This assumption is being challenged, and possibly proven wrong today. Brasil is shifting to ethanol (several South American countries will follow suit), and China is shifting to liquefied coal. Europe will shift to liquefied coal too, when they get fed up with the Russian bullying and blackmailing. Nuclear power will see a new renaissance as well. There will be a convergence of green technologies too: much improved batteries, fuel-cells, photovoltaic and windpower. All this will lead to increased independence from the oil-bullies.
The oil-bullies of the world, OPEC, America and Russia will be left with much diminished economic domination. As for us Americans, we will never get our money's worth out of these oil-adventures. The oil and military barons will get rich of course, but the rest of us will see no benefit.

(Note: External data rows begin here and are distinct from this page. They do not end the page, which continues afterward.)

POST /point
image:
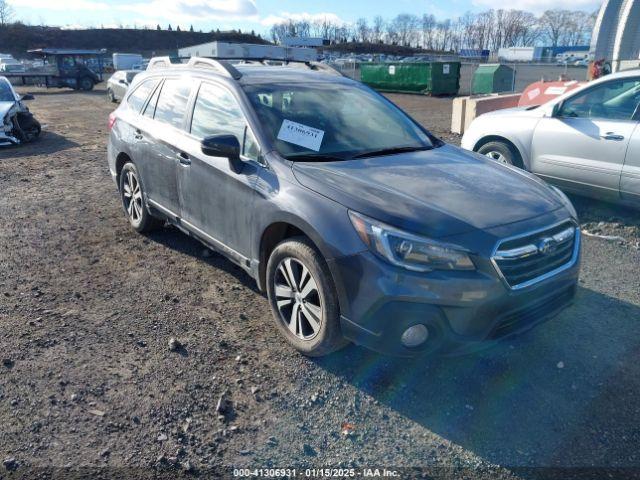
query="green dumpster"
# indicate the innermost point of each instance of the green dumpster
(433, 78)
(493, 78)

jpdemers on 01/05/2007 at 2:10 AM
32
The US has coal reserves rivaling those of China. We will no doubt follow China's lead and build our own gasification plants -- I don't see that we even have a choice.
badspine on 01/19/2007 at 2:59 PM
1
I did a project on Fischer Trospch (Ft) fuels for my grad school and many aspects of Ft fuels would be great for America. One of the major problems with adopting these fuels is environmental regulations (according to some environmentalists / alarmists, the Ft process for creating fuel causes as much polution as burning natural fossil fuels) and the threat of Saudi Arabia and OPEC crushing the oil market by lowering oil prices dramatically (look up a company called syntek (I think thats the spelling) in the 1980s.
There are backers that are very interested in pursuing Ft fuels. Recently, the CEO of Jet Blue Airlines contacted General Electric about this idea. GE was too afraid to pursue this technology, due to Saudi Arabia and OPEC's ability to effect oil prices. The only way American companies would build Ft plants is if the United States government promised to buy the fuel if the price / barrel (PPB) dropped below a certain point. However, certain groups would proclaim this as government welfare for oil companies. So, despite being an excellent idea, Ft fuels may not be seen being produced in America anytime soon.
China is a different story altogether. They really have no social conscious and no special interest groups to deal with. They just do whatever is necessary to move along. For example, they don't respect copyright laws, do business readily with countries that don't respect child labor laws, etc. In many ways adopting a dramatic shift in energy production is much easier in China than the U.S. In particular, the U.S. can't even drill for oil in its own territory, let alone pursue new courses of fuel production because of environmental concerns (but yet, we're oil bullies).